Eu só queria lembrar a vocês que quando você tem uma causa, que você busca concretizar aquela causa, você briga por ela, o tempo não passa. O tempo passa pra quem não pensa. O tempo passa pra quem não tem objetivo. O tempo passa pra quem não tem uma causa. Quem vive da luta do dia a dia não tem tempo de ficar velho. Por isso que pode ser que algum de vocês não gostem, mas eu estou predestinado a viver cento e vinte anos. Como eu acredito no destino e acredito muito na ciência, eu, inclusive, vou fazer uma operação do fêmur sexta-feira, para aguentar mais cinquenta anos. Porque esse já se desgastou nesses setenta e sete anos.
Eu queria chamar a atenção dos nossos deputados e deputadas, dos nossos empresários e empresárias, dos nossos militantes da área da saúde, dos nossos ministros e ministras, para uma coisa que está acontecendo aqui hoje. O que está acontecendo aqui hoje é a concretização de um sonho que a gente já tinha pensado há muito tempo atrás. O Brasil precisa tomar uma decisão de querer se transformar num grande país.
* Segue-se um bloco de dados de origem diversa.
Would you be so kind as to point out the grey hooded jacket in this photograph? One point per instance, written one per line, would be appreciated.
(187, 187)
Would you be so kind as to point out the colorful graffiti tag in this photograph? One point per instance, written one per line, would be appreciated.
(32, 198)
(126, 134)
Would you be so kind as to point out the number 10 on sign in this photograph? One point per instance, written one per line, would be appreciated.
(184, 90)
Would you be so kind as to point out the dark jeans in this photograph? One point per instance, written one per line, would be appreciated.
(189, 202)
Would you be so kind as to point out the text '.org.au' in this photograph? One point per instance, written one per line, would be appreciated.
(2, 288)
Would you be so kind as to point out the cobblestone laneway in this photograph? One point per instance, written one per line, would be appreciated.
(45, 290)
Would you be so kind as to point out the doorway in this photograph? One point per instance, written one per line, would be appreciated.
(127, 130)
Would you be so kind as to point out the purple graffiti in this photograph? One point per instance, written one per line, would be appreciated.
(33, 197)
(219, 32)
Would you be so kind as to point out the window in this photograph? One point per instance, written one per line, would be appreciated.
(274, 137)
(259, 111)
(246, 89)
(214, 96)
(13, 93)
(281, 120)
A gente não é um grande país porque a gente tem oito milhões e meio de quilômetros quadrados. A gente não é um grande país porque tem duzentos milhões de habitantes. A gente vai ser um grande país quando a gente definir um país soberano com qualidade de vida para o seu povo. A gente precisa aprender a gostar do Brasil. A gente precisa aprender a respeitar o Brasil. O que, muitas vezes, o complexo de vira-lata fez com que o Brasil se apequenasse em muitos momentos históricos.
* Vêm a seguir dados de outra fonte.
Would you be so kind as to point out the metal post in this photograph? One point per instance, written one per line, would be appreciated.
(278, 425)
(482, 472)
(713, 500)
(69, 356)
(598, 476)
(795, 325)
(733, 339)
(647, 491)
Eu vou dizer uma coisa que está acontecendo hoje no Brasil. A primeira coisa que nós fizemos, e eu dizia durante o processo eleitoral, que era preciso três coisas para um país dar certo. Era preciso que o eleito conquistasse com a sua equipe credibilidade do país, era preciso que a gente estabelecesse uma política de estabilidade nesse país e era possível que as coisas ficassem previsíveis aos olhos tanto do trabalhador quanto do investidor. Isso eu dizia durante todo o período da campanha. Até alguns me achavam chato por isso. Mas a vida nos ensina que, sem esses três componentes, a gente não ganha seriedade na nossa vida. A gente não consegue realizar as coisas que a gente pensa em fazer. Não tem nada pior na política do que estar falando com a pessoa e a pessoa não tá acreditando no que você está falando. Não tem nada pior na política do que o presidente fazer um pronunciamento e o povo, em casa, assistindo, achando que é mentira. E, muito pior, é se o presidente ficar prometendo o que não está acontecendo. Aí sim que as pessoas percebem que é mentira.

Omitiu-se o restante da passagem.